Five Honeyguiders met up on a gloriously sunny day on a minor road just south of the village of Warham to visit Warham Camp, an Iron Age hill fort and one of North Norfolk’s most important chalk grassland sites. While we waited for the group to assemble we explored the road verges and found some nice stands of agrimony and a six-spot burnet moth nectaring on a scabious flower.

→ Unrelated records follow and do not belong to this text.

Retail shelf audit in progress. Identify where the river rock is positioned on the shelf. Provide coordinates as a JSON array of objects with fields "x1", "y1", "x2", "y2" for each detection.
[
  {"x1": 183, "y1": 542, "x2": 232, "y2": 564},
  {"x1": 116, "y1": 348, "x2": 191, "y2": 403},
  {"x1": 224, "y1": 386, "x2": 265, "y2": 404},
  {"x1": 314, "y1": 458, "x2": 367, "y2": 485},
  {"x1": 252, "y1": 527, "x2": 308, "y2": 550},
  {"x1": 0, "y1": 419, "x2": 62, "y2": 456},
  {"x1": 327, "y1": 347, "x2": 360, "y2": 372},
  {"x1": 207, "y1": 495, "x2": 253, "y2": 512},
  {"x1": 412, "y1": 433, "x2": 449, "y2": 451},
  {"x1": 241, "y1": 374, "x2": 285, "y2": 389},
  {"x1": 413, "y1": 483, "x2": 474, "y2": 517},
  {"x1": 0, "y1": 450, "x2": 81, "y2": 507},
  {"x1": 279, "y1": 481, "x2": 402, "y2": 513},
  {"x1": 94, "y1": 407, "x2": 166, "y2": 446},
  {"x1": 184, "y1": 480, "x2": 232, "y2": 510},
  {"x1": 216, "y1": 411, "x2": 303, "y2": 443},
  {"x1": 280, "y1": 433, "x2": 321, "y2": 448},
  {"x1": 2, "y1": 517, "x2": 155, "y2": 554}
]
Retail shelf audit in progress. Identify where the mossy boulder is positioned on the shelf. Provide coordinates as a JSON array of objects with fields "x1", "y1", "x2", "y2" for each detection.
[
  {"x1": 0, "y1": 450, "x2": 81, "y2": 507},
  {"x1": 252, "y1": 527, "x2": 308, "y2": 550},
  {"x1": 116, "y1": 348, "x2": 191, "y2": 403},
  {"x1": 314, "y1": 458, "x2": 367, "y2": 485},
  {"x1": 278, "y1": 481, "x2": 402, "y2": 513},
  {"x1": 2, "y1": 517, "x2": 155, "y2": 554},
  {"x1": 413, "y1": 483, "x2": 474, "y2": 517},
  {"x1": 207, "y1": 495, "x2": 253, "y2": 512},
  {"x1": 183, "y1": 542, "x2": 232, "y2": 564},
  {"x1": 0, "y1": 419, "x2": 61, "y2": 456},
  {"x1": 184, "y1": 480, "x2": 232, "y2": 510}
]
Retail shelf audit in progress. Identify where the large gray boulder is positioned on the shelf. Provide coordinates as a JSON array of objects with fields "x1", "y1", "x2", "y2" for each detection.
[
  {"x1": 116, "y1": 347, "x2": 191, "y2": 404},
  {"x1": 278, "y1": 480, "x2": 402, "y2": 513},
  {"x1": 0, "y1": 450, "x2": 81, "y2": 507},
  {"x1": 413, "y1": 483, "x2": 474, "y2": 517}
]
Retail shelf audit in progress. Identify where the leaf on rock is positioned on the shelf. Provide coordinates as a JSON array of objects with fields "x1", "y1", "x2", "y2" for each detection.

Six-spot burnet moth on scabious.

We walked a short distance up the road before turning off on the track down to the camp. The tall hedges were alive with insects including a rosy footman moth. We also spotted many galls on dog rose - some were clearly robin’s pin cushions, caused by the wasp Diplolepsis rosae while others were small, smooth pea-shaped galls. We assumed the latter were young galls of the former but research back at home revealed that they were actually smooth rose pea galls caused by the wasps Diplolepis nervosa or Diplolepis eglanteriae.

Smooth rose pea galls.
As we walked onto the outer bank of the fort we saw our first chalkhill blue butterflies. The colony at Warham is the northernmost in the UK and is thought to be the result of an illicit introduction some years ago. In total we saw around 40 - all males - some of which posed nicely for photographs. The fort was also alive with six-spot burnet moths, small skippers and ringlets.

Chalkhill blue.

The chalk grassland flora was at its prime with chalk grassland specialities such as stemless thistle, common rockrose, small scabious, squinancywort, dropwort, harebell, restharrow and hoary plantain all in flower on the chalk banks. A few pyramidal and common spotted orchids were still in flower but most were past their best. In the damper, central area was wild parsnip, cow parsley and meadowsweet.

Stemless thistle.

We ate our packed lunches back at the cars under the shade of an oak tree before travelling the short distance to Stiffkey Fen, a freshwater lagoon fringed with reed created from a former arable field by the late Aubrey Buxton in the mid 1990s.

As we walked along the Stiffkey River we saw male and female banded demoiselles, a patch of yellow Mimulus guttatus or monkeyflower, a nice sized brown trout and we heard some newly fledged marsh harriers. Once on the sea bank, the heat haze made viewing of the fen challenging but we did pick out a small flock of black-tailed godwits, still in their red breeding plumage, and six greenshanks. Around a dozen spoonbills loafed on the lagoon and a little egret fed in a saltmarsh creek.


We continued walking along the sea bank to look out over Blakeney Harbour. We could see common seals right on the end of Blakeney Point and white haze of breeding terns. Closer in among a small flock of black-headed gulls was a single summer plumage Mediterranean gull. A fritillary butterfly - most probably dark green fritillary - flew past but didn’t stop and disappeared into a thick bank of gorse.

We walked slowly back to the cars seeing a pair of bullfinches and a red kite feeding over a nearby arable field.